Base queue object:
ctx <- context::context_save("contexts")
#> [ open:db ] rds
#> [ save:id ] 81b64478fe2182e45e83fec2156c6ec7
#> [ save:name ] discretionary_stingray
obj <- didehpc::queue_didehpc(ctx)
#> Loading context 81b64478fe2182e45e83fec2156c6ec7
#> [ context ] 81b64478fe2182e45e83fec2156c6ec7
#> [ library ]
#> [ namespace ]
#> [ source ]
ERROR
If your job status is ERROR
that probably
indicates an error in your code. There are lots of reasons that this
could be for, and the first challenge is working out what happened.

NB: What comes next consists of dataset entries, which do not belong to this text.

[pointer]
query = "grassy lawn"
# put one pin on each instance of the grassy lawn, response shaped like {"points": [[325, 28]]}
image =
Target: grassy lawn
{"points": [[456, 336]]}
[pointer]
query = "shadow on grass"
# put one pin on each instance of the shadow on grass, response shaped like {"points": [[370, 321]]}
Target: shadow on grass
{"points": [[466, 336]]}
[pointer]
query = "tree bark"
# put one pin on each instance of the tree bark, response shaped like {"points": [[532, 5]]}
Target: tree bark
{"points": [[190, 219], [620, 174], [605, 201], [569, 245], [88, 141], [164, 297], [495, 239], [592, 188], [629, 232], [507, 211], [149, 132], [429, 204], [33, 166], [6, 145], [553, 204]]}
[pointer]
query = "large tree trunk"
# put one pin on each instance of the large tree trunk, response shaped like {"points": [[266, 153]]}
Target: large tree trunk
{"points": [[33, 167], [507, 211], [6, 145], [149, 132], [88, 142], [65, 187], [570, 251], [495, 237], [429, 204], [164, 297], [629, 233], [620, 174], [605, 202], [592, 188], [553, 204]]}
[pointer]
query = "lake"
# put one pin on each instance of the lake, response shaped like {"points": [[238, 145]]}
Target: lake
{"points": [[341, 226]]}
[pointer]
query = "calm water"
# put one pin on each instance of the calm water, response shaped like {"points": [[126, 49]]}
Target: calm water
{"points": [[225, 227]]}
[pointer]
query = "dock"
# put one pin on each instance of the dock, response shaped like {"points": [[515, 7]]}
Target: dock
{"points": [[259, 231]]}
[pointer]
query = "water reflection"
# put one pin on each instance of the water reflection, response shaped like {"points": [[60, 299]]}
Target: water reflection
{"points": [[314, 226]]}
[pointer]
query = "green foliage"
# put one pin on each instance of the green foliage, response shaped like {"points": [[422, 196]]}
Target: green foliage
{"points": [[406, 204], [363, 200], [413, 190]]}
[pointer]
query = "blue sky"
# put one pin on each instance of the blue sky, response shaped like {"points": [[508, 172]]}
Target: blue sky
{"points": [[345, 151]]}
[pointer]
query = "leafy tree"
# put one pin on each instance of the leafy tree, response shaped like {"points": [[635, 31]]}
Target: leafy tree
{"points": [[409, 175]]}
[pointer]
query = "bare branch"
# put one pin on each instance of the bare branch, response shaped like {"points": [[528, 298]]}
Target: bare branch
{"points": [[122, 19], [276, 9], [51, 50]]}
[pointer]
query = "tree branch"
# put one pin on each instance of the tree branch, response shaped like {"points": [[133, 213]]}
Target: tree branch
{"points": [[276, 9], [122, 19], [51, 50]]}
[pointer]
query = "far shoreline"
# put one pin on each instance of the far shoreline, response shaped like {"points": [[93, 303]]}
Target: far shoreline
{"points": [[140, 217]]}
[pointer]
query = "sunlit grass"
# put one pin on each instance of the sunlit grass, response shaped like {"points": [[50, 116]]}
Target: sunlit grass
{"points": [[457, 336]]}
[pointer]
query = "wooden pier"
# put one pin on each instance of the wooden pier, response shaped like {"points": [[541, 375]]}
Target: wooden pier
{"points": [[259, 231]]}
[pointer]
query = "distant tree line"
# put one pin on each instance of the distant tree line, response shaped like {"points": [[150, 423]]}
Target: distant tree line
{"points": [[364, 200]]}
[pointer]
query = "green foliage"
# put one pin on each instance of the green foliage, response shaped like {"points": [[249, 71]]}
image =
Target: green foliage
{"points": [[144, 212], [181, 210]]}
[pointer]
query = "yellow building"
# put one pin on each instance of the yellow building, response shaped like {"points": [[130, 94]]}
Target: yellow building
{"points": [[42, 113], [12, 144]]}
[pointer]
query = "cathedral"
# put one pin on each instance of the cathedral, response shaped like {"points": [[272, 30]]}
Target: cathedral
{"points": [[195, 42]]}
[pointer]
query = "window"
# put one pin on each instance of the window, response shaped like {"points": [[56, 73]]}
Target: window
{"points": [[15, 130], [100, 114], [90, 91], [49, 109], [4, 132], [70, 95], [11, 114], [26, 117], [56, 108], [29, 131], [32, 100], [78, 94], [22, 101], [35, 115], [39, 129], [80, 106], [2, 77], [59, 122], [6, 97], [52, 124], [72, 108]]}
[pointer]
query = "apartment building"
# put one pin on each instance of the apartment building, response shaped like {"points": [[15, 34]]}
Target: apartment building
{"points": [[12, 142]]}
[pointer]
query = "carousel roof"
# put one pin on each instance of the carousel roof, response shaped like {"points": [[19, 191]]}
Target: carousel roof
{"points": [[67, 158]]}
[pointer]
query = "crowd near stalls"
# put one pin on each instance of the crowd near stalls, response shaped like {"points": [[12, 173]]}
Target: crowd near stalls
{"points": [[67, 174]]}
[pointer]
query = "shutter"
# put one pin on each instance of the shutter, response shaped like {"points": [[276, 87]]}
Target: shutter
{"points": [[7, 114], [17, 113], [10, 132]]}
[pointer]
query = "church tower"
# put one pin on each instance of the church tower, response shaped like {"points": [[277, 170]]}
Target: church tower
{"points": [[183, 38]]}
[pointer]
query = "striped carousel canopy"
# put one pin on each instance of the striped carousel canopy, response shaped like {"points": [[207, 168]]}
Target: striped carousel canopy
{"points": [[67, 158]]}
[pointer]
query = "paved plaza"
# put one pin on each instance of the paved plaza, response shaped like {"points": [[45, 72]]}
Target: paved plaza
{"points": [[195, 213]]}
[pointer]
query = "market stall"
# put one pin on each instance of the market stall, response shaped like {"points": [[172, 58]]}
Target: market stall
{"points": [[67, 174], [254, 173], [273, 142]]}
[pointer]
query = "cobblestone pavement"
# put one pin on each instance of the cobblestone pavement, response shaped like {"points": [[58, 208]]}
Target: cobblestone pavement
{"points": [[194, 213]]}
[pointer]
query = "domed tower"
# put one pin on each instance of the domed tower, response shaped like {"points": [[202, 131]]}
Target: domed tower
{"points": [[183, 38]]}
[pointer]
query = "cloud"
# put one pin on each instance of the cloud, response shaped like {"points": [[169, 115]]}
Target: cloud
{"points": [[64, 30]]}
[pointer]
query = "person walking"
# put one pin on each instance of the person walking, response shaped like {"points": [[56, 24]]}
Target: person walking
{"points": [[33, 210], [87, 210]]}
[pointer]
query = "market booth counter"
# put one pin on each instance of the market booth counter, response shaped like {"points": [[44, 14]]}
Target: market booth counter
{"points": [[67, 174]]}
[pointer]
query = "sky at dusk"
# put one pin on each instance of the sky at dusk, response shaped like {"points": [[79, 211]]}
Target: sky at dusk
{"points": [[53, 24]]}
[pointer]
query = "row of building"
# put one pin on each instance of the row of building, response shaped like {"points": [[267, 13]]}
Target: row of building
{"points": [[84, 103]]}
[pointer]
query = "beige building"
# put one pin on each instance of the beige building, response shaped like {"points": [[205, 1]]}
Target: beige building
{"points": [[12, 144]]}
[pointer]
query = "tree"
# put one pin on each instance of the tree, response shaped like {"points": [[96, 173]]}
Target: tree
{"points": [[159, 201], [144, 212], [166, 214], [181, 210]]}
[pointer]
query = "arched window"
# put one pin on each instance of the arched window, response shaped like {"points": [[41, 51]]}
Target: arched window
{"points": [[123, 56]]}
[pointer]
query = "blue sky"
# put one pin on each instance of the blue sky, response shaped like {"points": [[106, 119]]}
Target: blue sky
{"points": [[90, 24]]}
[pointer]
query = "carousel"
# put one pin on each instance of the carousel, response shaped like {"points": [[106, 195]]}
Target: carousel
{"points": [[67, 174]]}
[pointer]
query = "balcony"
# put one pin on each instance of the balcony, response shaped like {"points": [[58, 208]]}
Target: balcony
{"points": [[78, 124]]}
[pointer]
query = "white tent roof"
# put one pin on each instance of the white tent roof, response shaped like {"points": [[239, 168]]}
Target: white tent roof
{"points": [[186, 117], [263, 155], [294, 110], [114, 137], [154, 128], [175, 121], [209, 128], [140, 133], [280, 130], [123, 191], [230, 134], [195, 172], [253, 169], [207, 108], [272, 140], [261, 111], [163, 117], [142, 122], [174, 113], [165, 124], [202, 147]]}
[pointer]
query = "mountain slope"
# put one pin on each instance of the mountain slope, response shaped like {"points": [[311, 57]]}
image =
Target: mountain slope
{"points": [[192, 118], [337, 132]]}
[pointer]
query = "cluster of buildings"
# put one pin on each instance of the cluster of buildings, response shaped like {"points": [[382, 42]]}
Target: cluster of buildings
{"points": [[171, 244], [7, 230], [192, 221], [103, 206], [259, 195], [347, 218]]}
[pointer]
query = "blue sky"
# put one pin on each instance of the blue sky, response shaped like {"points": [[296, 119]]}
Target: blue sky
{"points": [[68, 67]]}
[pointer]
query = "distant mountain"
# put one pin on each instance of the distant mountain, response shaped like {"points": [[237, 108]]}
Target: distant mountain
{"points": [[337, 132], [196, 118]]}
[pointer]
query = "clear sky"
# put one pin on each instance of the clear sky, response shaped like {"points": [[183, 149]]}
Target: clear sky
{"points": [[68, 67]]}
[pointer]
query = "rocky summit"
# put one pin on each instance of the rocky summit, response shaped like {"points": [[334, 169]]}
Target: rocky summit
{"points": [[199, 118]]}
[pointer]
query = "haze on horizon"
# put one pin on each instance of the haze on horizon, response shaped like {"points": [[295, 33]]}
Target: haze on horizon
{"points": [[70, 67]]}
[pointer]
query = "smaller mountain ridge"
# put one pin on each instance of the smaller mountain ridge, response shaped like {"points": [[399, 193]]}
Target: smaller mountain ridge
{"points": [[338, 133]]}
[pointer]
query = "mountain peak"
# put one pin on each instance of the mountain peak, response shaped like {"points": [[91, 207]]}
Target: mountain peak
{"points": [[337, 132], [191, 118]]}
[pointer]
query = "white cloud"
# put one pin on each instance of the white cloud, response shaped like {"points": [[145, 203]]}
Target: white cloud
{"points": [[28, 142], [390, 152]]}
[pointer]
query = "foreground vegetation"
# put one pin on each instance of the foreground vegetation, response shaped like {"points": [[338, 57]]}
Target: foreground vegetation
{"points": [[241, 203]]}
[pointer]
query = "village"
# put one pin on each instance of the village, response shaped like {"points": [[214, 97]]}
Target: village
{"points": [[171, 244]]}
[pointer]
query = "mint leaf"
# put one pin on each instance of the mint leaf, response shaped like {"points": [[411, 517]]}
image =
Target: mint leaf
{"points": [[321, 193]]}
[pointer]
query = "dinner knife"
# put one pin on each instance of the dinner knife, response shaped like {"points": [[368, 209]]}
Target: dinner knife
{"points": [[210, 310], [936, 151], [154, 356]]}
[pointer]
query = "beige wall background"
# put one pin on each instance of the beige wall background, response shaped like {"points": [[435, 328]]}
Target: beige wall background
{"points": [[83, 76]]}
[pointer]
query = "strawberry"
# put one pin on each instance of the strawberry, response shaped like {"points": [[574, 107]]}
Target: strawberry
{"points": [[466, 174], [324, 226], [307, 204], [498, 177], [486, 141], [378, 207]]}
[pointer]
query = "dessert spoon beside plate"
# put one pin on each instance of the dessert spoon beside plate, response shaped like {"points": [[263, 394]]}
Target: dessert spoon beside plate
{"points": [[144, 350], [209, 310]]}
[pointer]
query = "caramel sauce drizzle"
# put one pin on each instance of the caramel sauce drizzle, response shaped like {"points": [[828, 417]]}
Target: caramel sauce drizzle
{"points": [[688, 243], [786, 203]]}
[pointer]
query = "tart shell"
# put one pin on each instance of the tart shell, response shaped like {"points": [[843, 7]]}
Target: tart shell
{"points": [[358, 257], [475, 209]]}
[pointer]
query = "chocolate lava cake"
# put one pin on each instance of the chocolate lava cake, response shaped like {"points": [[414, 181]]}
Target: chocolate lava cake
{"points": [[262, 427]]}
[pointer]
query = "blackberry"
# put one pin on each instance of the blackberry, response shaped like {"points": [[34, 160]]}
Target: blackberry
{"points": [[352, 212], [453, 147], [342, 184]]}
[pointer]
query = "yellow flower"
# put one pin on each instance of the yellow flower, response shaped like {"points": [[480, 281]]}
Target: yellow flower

t <- obj$enqueue(mysimulation(10))
#> (-) waiting for f416387...bac, giving up in 9.5 s (\) waiting for f416387...bac,
#> giving up in 9.0 s
This job will fail, and $status()
will report
ERROR
t$status()
#> [1] "ERROR"
The first place to look is the result of the job itself. Unlike an error in your console, an error that happens on the cluster can be returned and inspected:
t$result()
#> <context_task_error in mysimulation(10): could not find function "mysimulation">
In this case the error is because the function
mysimulation
does not exist.
The other place worth looking is the job log
t$log()
#> [ hello ] 2021-08-17 14:53:09
#> [ wd ] Q:/didehpc/20210817-145020
#> [ init ] 2021-08-17 14:53:09.042
#> [ hostname ] FI--DIDECLUST26
#> [ process ] 3672
#> [ version ] 0.3.0
#> [ open:db ] rds
#> [ context ] 81b64478fe2182e45e83fec2156c6ec7
#> [ library ]
#> [ namespace ]
#> [ source ]
#> [ parallel ] running as single core job
#> [ root ] Q:\didehpc\20210817-145020\contexts
#> [ context ] 81b64478fe2182e45e83fec2156c6ec7
#> [ task ] f4163877615d5f6fa6fb6392b6739bac
#> [ expr ] mysimulation(10)
#> [ start ] 2021-08-17 14:53:09.199
#> [ error ]
#> Error in mysimulation(10): could not find function "mysimulation"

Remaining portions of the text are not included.